Ricky menunduk, memasang sabuk pengaman Cintya. Deg... Jantung Cintya berdegup. Jarak wajahnya dengan Ricky cukup dekat. Bahkan nafas Ricky mengenai dahinya. Cintya menunduk malu.
Ricky pun segera menuju kemudi dan mengajak Cintya ke sebuah restoran yang terkenal di Sleman.
"Ric, kayaknya mahal deh. Ngelihat tempatnya bagus gitu." oceh Cintya begitu mobil Ricky terparkir
Ricky tersenyum. "Nggak kok, Aku dapat arisan jadi nggak apa aku traktir kamu makanan enak hari ini. Yuk keluar." bohong Ricky seraya membukakan pintu mobil Cintya. Sahabatnya itu memang selalu menolak ketika Ricky memberi dia terlalu banyak.
Cintya menatap ramainya restoran itu.
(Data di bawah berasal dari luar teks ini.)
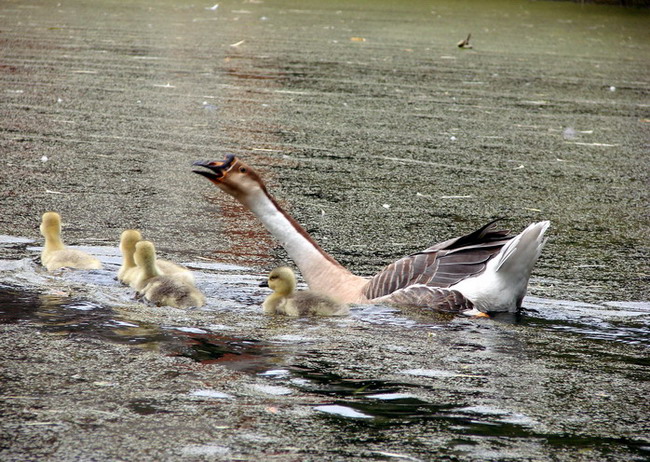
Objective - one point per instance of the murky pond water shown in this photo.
(381, 137)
Beberapa pasangan kekasih melirik dan sedikit menertawai penampilannya. Cintya yang merasa risih pun menunduk.
"Aku nggak mau makan disini Ric. Malu dilihatin terus." keluh Cintya
Ricky melirik ke arah pembeli. Seketika mereka mengalihkan pandangannya. Ricky menggenggam tangan Cintya.
"Nggak usah malu. Ada aku." balas Ricky sambil berjalan ke sebuah meja di dekat pintu.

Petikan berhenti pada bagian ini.